TV Tome gave the episode a 7 out of 10 rating and wrote "It had to happen and sure enough it has as we finally see Nate being ambivalant about his marriage. If the last two episodes were simply a smokescreen, then here some of that smoke gets lifted, as we begin to see the cracks in Nate and Lisa's marriage." Billie Doux of Doux Reviews gave the episode a 2 out of 4 stars and wrote "David and Keith loudly and boisterously singing together in bed was so much fun. That was my favorite scene." Television Without Pity gave the episode a "C+" grade.

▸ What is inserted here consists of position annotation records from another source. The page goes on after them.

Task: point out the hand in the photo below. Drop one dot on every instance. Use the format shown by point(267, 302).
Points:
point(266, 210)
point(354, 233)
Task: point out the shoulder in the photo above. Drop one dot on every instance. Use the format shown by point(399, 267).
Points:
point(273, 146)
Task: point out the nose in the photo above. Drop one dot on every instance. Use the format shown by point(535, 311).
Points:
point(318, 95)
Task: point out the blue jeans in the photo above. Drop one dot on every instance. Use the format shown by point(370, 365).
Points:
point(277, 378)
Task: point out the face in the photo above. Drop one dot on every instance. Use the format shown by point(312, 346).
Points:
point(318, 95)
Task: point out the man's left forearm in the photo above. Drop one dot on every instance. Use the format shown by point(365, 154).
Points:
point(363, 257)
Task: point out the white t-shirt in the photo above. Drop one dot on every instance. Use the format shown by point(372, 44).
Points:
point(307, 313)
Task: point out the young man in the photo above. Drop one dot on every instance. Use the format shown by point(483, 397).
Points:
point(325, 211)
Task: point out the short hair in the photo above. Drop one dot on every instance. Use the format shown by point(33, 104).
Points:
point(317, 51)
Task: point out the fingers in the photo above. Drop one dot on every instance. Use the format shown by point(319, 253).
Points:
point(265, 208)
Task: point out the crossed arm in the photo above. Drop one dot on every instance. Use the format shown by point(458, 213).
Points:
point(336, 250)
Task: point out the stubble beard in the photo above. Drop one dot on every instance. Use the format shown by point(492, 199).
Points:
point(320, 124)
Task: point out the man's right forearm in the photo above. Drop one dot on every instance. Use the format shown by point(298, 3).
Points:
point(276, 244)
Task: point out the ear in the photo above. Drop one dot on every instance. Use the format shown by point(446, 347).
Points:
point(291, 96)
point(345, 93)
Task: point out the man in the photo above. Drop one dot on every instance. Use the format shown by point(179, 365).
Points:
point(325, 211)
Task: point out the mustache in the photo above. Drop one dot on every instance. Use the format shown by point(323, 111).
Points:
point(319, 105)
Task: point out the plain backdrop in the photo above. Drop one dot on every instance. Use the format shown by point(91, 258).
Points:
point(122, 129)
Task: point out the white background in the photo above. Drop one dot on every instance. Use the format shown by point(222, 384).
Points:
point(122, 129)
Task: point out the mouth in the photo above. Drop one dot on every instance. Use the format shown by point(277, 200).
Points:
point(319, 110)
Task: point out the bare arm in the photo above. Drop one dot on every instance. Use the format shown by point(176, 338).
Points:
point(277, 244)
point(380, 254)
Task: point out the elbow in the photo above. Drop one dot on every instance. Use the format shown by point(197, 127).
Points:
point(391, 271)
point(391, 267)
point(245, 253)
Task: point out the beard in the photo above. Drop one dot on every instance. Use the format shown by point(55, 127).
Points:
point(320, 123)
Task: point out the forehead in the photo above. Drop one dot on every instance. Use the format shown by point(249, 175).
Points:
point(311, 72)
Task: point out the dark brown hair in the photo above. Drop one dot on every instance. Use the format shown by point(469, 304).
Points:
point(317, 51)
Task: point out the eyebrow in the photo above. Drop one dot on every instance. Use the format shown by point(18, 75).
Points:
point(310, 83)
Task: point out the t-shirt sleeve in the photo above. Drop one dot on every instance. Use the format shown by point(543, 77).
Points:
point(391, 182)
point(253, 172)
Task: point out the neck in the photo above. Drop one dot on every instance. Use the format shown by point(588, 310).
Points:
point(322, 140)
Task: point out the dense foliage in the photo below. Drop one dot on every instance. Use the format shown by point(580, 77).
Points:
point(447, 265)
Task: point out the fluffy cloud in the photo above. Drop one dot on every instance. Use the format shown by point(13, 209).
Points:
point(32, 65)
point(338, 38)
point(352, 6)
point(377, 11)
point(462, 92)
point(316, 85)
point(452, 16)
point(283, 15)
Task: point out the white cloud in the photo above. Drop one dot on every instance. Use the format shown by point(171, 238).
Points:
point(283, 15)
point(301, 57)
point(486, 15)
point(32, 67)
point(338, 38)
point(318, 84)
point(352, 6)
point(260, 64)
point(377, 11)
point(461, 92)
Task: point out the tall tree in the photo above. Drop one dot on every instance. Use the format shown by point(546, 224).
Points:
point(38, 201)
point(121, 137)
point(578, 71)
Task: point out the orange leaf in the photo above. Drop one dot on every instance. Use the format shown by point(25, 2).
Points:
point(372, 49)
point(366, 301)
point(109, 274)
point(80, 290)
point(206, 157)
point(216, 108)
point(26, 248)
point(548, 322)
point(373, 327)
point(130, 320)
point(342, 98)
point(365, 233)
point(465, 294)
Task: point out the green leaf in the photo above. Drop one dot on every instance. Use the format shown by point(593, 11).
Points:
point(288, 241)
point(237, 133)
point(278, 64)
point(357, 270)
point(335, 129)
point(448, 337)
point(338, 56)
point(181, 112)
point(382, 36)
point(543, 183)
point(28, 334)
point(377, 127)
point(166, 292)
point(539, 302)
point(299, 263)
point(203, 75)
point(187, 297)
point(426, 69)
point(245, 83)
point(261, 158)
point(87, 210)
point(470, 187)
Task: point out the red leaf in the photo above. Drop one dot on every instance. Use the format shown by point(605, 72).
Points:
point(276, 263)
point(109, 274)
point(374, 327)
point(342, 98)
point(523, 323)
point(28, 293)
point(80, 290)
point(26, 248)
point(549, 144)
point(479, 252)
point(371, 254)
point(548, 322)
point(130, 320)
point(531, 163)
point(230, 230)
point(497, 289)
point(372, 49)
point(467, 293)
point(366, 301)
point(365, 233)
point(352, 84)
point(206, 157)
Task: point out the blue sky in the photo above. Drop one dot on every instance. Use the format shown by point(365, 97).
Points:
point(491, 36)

In 2016, Ross Bonaime of Paste ranked it 44th out of all 63 Six Feet Under episodes and wrote, "“The Eye Inside” finds Ruth and Claire among friends and teachers who help them become more clear about who they truly are. Bettina engages Ruth in some light shoplifting, while showing her that fun and frivolity can be more important than usefulness. Claire meets her most important teacher Olivier, who praises her for creating art that makes him want to throw up—but in a good way. But what makes this episode interesting is that it simultaneously shows how certain relationships might not be as strong as they seemed. Keith and David have a great vacation, spoiled by something as simple as traffic, whereas Nate’s balance between work and home is thrown off by a move back to the Fisher family home."